I left my ice axe and crampons here and scrambled up ledges below the crest to reach the lower-angled talus slopes below the summit. The true summit was a little bit farther than I was expecting with a false summit or two encountered along the way. Nevertheless, it wasn't long before I found myself basking in the sun on Lyell's summit rocks and signing my name in the hard-to-miss summit register. Note that if sticking to the ridge crest proper up from the saddle, one quickly runs into steep 5th-class terrain. There is indeed a grand view from the summit! Looking directly west, Half Dome and Yosemite Valley look small and are lost amongst a sea of much larger peaks and valleys. With a distant view of Mount Conness on the horizon, the aesthetic Lyell Fork of the Tuolumne River Valley makes a graceful curve on its way to Tuolumne Meadows. In all directions granite peaks and domes rise up out of the ground-no wonder this area is ground zero for rock climbing in the US! I think it took me around two-and-a-half to three hours to reach the summit, and despite this being a weekend I hadn't seen another soul since shortly after leaving camp. I finally encountered a somewhat tardy party of two on their way up back at the slabs, but really I expected to see much more traffic on Lyell.
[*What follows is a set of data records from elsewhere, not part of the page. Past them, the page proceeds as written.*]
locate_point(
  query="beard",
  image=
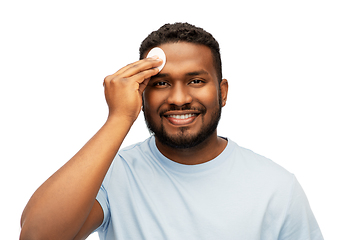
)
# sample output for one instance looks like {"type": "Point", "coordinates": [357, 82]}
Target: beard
{"type": "Point", "coordinates": [182, 139]}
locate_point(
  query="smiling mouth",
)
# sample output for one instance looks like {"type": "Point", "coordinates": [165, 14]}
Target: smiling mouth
{"type": "Point", "coordinates": [181, 119]}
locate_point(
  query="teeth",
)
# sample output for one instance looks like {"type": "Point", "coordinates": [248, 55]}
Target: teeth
{"type": "Point", "coordinates": [184, 116]}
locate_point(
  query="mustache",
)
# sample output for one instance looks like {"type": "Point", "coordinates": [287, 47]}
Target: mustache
{"type": "Point", "coordinates": [201, 109]}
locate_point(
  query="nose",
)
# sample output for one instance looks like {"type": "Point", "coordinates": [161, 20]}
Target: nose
{"type": "Point", "coordinates": [179, 95]}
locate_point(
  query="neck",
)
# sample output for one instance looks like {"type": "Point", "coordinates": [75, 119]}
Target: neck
{"type": "Point", "coordinates": [204, 152]}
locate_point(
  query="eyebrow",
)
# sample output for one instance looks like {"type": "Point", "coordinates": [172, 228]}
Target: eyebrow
{"type": "Point", "coordinates": [195, 73]}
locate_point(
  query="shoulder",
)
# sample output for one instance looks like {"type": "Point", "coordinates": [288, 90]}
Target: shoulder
{"type": "Point", "coordinates": [258, 166]}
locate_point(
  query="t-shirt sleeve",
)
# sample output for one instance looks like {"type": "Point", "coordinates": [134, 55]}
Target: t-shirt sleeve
{"type": "Point", "coordinates": [103, 200]}
{"type": "Point", "coordinates": [299, 221]}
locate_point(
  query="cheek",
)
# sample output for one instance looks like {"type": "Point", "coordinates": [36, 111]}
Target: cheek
{"type": "Point", "coordinates": [152, 100]}
{"type": "Point", "coordinates": [207, 96]}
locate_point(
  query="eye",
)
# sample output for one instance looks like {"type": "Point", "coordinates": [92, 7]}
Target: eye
{"type": "Point", "coordinates": [160, 84]}
{"type": "Point", "coordinates": [197, 81]}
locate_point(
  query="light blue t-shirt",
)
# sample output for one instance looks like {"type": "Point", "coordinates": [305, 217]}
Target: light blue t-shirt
{"type": "Point", "coordinates": [237, 195]}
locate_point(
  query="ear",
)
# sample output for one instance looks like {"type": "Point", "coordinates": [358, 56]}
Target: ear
{"type": "Point", "coordinates": [224, 90]}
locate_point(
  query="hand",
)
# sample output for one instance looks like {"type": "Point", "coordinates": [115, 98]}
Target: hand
{"type": "Point", "coordinates": [123, 89]}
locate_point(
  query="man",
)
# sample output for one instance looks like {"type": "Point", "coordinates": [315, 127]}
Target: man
{"type": "Point", "coordinates": [184, 182]}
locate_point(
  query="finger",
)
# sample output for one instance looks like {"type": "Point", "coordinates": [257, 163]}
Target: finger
{"type": "Point", "coordinates": [142, 76]}
{"type": "Point", "coordinates": [139, 66]}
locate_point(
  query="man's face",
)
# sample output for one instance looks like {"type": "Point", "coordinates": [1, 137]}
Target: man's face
{"type": "Point", "coordinates": [182, 104]}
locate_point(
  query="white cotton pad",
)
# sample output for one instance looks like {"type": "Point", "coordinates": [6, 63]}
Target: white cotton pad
{"type": "Point", "coordinates": [160, 53]}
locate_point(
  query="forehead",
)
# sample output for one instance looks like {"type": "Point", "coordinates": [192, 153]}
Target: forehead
{"type": "Point", "coordinates": [184, 57]}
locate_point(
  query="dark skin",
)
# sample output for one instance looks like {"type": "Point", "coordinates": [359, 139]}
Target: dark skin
{"type": "Point", "coordinates": [65, 206]}
{"type": "Point", "coordinates": [188, 78]}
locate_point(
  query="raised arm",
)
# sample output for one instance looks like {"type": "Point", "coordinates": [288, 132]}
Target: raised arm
{"type": "Point", "coordinates": [64, 206]}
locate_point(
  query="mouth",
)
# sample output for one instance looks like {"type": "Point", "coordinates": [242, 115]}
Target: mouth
{"type": "Point", "coordinates": [181, 118]}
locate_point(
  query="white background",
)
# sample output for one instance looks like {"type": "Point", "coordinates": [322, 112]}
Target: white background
{"type": "Point", "coordinates": [293, 69]}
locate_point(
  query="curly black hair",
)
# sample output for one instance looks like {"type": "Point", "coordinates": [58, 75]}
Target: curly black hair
{"type": "Point", "coordinates": [183, 32]}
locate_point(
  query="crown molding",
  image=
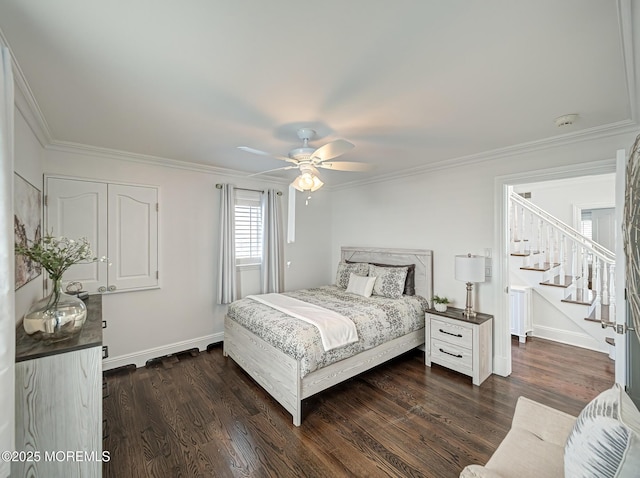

The mosquitoes of course helped accelerate my breaking down camp and I soon found myself hobbling along the JMT. Once again my hip tendon caused me to limp for miles on end while the new pair of thicker insoles I was sporting continued to aggravate my foot cramps. Fortunately, the final mile or two, which I shared chatting with a young couple from France, really helped take my mind off my aches and pains. I reached my car late that afternoon and proceeded to stake my claim on a site at the nearby campground, ate dinner and sacked out. One down...three to go.